I have identified as a republican up until #45 barrel rolled my party. While my vote was highly personal, I never once questioned the heart of someone who voted differently than me. My best friend has been a die-hard democrat her entire life, and while I disagreed with her ideas on abortion, I never once felt like we couldn’t be friends over it. It was her political leaning and while that may have informed how she saw the world, I never thought it was what made her who she was.
That’s changed now, and so has my political affiliations. While I would categorize myself as an independent, I am growing extremely uncomfortable with how deeply politics is becoming embedded in who we are. We can’t see past party lines anymore. We can’t talk about basic human decency without seeing red and blue and I think we should all be uncomfortable with that.

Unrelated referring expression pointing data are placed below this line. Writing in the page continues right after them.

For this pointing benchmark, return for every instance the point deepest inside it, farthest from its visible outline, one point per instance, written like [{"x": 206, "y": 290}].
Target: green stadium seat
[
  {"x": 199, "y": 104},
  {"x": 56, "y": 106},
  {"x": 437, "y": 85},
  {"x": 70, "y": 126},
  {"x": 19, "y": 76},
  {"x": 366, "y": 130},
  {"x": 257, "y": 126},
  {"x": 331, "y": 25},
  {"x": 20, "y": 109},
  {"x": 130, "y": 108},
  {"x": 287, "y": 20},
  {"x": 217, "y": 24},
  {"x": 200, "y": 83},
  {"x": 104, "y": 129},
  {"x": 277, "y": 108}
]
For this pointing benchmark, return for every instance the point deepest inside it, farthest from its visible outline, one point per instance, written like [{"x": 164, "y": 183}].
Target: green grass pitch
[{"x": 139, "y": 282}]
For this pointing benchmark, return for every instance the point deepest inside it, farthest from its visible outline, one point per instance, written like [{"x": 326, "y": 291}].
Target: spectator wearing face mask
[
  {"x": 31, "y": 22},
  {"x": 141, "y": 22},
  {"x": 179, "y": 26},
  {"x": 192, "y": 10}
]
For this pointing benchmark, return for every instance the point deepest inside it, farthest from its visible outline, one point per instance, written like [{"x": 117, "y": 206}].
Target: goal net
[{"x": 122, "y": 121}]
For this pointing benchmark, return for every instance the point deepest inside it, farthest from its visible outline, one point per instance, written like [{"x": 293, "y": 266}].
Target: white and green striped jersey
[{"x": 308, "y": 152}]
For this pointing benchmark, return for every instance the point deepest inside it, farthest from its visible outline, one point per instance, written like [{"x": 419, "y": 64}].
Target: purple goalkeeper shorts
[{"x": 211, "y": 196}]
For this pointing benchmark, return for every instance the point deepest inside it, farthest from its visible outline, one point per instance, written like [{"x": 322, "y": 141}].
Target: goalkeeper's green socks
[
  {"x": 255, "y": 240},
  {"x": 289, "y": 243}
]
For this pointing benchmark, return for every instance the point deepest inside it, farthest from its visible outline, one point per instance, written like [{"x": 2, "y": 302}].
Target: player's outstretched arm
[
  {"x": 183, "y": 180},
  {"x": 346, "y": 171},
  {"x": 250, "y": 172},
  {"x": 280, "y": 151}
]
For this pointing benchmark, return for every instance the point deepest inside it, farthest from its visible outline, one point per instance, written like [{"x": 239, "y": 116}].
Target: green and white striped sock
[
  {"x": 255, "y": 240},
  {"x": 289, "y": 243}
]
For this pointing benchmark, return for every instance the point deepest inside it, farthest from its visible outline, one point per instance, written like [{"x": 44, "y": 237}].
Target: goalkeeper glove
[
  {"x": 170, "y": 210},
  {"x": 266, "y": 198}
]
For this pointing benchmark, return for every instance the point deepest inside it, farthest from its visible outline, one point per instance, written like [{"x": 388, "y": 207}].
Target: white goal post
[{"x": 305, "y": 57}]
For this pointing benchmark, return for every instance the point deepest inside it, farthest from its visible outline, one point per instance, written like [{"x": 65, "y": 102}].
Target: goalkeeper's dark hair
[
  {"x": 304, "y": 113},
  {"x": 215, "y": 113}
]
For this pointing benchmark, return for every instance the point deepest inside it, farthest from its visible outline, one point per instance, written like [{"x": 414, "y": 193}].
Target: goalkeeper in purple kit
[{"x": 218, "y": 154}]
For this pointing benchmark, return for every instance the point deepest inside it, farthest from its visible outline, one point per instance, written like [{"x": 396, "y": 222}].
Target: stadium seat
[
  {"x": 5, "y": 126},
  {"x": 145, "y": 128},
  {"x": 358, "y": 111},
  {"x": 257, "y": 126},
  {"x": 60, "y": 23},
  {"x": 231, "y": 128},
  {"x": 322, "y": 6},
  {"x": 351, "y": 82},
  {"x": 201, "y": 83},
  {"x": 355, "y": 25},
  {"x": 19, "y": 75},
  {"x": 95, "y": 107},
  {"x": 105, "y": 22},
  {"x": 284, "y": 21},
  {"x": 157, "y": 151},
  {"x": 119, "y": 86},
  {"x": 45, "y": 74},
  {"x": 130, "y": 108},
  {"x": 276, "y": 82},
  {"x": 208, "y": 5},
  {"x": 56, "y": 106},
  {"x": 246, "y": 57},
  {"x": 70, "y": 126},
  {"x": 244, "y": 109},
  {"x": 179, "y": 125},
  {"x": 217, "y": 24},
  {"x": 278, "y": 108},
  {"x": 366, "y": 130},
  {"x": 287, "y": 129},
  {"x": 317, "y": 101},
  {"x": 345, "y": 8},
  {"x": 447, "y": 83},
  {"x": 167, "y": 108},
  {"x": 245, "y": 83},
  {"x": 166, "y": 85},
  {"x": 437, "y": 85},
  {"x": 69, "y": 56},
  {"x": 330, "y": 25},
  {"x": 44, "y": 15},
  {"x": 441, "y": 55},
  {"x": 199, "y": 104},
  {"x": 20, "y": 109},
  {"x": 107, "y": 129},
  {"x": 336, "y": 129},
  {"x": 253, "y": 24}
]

While scientists like Richard Dawkins argue that religion is the enemy, much of history would say he is wrong. Besides the fact that studies in fields like neuroscience talk endlessly of the positive effect’s religion has had on the brain, it seems disingenuous to not acknowledge the tens of millions of people who have been killed by antireligious regimes throughout history (more so than those representing an authoritarian God). Mother Theresa, Martin Luther King, Dalai Lama are just a few examples of people who have deeply impacted our world for the better, and also were highly religious.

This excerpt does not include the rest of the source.